Между тем в наше время, хотя почти не осталось тех ересей, которые когда-то так волновали Церковь и были осуждены Вселенскими Соборами, или они утратили свою остроту и не ищут более с прежней напористостью адептов, — все же появляются разного рода новые разновидности их. Да и внутри самой Церкви возникают «веяния» или «движения», которые не всегда можно в полном смысле слова назвать ересями, поскольку они не выступают прямо против догматического учения Церкви, но которые, под предлогом якобы необходимых «реформ», подрывают самые основы христианского учения о вере и благочестии, стремясь сделать его «солью обуявшей» — бесплодным для христиан.

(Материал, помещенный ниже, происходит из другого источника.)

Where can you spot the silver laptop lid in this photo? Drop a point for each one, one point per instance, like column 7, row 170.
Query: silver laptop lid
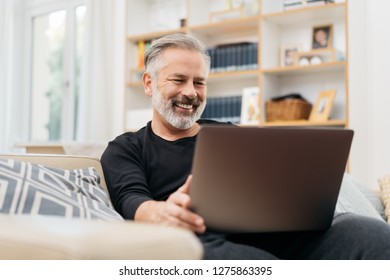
column 250, row 179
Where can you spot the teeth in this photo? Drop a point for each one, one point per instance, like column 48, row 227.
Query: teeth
column 184, row 106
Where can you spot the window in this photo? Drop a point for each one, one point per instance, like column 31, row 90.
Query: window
column 57, row 40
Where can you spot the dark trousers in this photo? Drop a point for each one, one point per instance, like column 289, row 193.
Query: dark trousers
column 350, row 237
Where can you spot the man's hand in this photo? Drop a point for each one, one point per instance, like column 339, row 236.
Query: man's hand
column 175, row 211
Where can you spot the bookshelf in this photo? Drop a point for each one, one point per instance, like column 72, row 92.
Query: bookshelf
column 264, row 23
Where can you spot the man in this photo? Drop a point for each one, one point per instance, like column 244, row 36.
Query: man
column 148, row 171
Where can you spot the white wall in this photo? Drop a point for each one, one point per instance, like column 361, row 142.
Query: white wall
column 369, row 88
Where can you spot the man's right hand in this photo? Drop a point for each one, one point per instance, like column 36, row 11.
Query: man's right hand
column 174, row 211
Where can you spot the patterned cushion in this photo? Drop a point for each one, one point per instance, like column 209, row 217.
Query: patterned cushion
column 384, row 185
column 27, row 188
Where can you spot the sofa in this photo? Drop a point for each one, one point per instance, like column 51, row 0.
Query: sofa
column 47, row 217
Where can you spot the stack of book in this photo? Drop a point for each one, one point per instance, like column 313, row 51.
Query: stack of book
column 224, row 109
column 233, row 57
column 295, row 4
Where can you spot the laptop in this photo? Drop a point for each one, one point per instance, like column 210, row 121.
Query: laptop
column 274, row 179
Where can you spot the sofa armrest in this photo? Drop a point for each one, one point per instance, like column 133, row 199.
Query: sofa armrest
column 42, row 237
column 61, row 161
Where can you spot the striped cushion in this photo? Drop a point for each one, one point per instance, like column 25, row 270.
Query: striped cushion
column 384, row 185
column 32, row 189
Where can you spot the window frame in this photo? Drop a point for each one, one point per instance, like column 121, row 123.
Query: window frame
column 36, row 8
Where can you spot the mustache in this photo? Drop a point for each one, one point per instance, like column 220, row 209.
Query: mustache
column 186, row 100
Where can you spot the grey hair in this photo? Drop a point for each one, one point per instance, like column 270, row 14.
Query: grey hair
column 153, row 61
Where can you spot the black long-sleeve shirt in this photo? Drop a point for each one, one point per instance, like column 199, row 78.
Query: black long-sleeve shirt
column 141, row 166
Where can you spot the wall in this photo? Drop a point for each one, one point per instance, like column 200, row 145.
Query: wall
column 369, row 88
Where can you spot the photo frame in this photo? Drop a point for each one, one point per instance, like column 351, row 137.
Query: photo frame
column 323, row 106
column 322, row 37
column 288, row 55
column 250, row 106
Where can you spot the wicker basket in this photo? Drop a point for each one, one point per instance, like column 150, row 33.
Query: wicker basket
column 287, row 109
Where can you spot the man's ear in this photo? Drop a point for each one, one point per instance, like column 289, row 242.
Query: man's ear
column 147, row 82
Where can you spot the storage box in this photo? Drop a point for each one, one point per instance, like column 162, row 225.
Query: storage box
column 288, row 109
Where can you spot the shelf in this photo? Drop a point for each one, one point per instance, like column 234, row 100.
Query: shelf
column 154, row 35
column 302, row 15
column 233, row 74
column 305, row 123
column 320, row 68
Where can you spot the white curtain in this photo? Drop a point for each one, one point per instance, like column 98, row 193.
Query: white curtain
column 6, row 54
column 101, row 105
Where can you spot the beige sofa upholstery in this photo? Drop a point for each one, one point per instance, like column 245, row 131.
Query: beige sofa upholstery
column 43, row 237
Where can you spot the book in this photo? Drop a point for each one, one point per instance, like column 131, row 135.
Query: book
column 250, row 106
column 294, row 4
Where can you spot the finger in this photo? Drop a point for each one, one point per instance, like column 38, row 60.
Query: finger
column 195, row 224
column 185, row 216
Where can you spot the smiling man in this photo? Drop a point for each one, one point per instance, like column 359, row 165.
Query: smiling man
column 148, row 171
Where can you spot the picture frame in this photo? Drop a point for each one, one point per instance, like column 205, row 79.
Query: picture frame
column 322, row 37
column 288, row 54
column 250, row 106
column 323, row 106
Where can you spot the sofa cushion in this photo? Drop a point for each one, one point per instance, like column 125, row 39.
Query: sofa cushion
column 384, row 185
column 352, row 199
column 32, row 189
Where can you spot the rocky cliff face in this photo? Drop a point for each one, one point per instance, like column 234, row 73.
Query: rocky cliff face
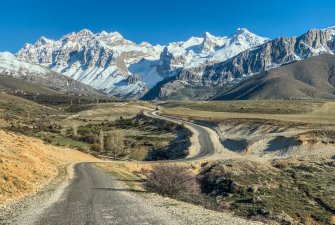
column 253, row 61
column 99, row 60
column 11, row 66
column 110, row 63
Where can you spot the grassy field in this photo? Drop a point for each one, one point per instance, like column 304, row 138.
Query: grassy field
column 309, row 111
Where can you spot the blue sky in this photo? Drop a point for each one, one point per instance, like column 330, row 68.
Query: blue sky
column 159, row 21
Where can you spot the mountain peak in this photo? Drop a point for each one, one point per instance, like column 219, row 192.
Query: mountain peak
column 85, row 32
column 242, row 31
column 208, row 35
column 42, row 41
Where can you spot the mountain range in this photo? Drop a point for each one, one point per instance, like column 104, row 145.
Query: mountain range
column 199, row 68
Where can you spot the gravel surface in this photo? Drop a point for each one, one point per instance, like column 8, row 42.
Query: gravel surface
column 92, row 196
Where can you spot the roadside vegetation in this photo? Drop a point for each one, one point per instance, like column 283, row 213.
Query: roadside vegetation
column 286, row 192
column 111, row 130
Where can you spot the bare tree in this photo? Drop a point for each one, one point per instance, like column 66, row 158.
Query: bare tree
column 114, row 143
column 74, row 130
column 101, row 140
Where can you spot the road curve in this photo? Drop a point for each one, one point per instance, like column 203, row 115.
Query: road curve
column 94, row 197
column 205, row 145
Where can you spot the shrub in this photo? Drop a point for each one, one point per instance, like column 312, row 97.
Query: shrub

Это — так называемый «модернизм», или своевольное вольнодумство в тех или иных вопросах христианской веры и христианского благочестия, т. е. жизни по вере. Этот весьма лукавый модернизм, на который многие слишком легко смотрят, не видя в нем той губительной духовной опасности, какую он собой представляет, в наше лукавое время успешно распространяется благодаря «теплохладности» большинства современных христиан. Между тем это настоящий яд духовный, отравляющий и убивающий подлинную духовную жизнь и постепенно умерщвляющий христианские души.
В чем же сущность этого столь модного теперь модернизма?
В том, что он потакает всем человеческим страстям, отводя людей от сознания безусловной необходимости для спасения непрестанной и решительной борьбы со всеми страстьми и похотьми (см.: Мк. 8, 34–37 и Гал. 5, 24).
Модернисты весьма лукавы. Они не отвергают прямо ясных и категорических положений учений христианства, — они только не видят в Христовом учении и Предании Св. Церкви, основанном на этом учении, ничего прочного, незыблемого, непоколебимого: по их мнению, все можно как-то «смягчить», видоизменить, приспособить к страстям человеческим, примирить с миром сим, во зле лежащим. Иными словами, модернизм — это религия неограниченного компромисса, для которой все можно, все позволено. Это — не чистое вино Христовой истины, а вино, разбавленное водой, как это делают нечестные, корыстные корчемники, по яркому образу, употребляемому в Священном Писании.
Это — «нео-христианство», как некоторые из них сами его называют, христианство «розовое», прекраснодушно-сентиментальное, слабое, разжиженное, лишенное силы и благодати Божией, «соль обуявшая», по выражению Евангелия. На модернизм особенно падки все те, кому чуждо подлинное христианство с его строгими нравственными требованиями, с его аскетическим духом и строем жизни, с его непримиримостью ко злу диавольскому, для кого отступивший от Христа мир — «свой».
Этим жутким, по существу, путем пошла часть нашего российского духовенства в предреволюционные годы, которая настойчиво требовала «реформ» в нашей Церкви, обзывая всех противников этих «реформ» «ретроградами», «мракобесами», «черносотенцами», которая, более чем в Бога, веровала в «прогресс человечества», в установление «Царства Божия на земле». Требуя всяческих «свобод» и желая разметать все ограничительные преграды для человеческих страстей и похотей, эти люди, явно потерявшие здравый разум, воспользовавшись всеобщей разрухой в годы революции, попытались создать какую-то новую «церковь» на месте существовавшей прежде в России, назвав ее «живой церковью», как будто наша исконная Российская Православная Церковь была мертвой. Однако наш православный русский народ, сохранивший еще здоровое религиозно-нравственное сознание, решительно отверг эту лже-Церковь, так же, как и возникшее затем «обновленчество», и эти лукавые начинания, несмотря на мощную поддержку богоборческой власти, обрадовавшейся возможности развалить Церковь, блистательно провалились.
Но яд модернизма уже был пущен и начал распространяться повсюду, отравляя души людей. Проник он и за границу: и в среду русской эмиграции, и среди других Поместных Православных Церквей, везде принося свои пагубные плоды и убивая подлинную духовную жизнь, которая заменялась дешевыми суррогатами, гармонировавшими со страстно-греховной человеческой природой.
В России, захваченной и оскверненной лютыми богоборцами, яд модернизма так отравил души вкусивших его священнослужителей, что довел их до самых тяжких смертных грехов — блуда и человекоубийства. Достаточно вспомнить ставшего в свое время «притчею во языцех» живоцерковного лже-митрополита Александра Введенского, которого верующий русский народ остроумно прозвал «митрополитом Содомским и Гоморрским», и тех живоцерковных лже-пастырей, которые предавали большевикам на смерть истинных служителей Церкви Христовой, начиная со сщмч. Вениамина, митрополита Петроградского и кончая многими другими подлинными исповедниками веры и ревнителями истинной Церкви.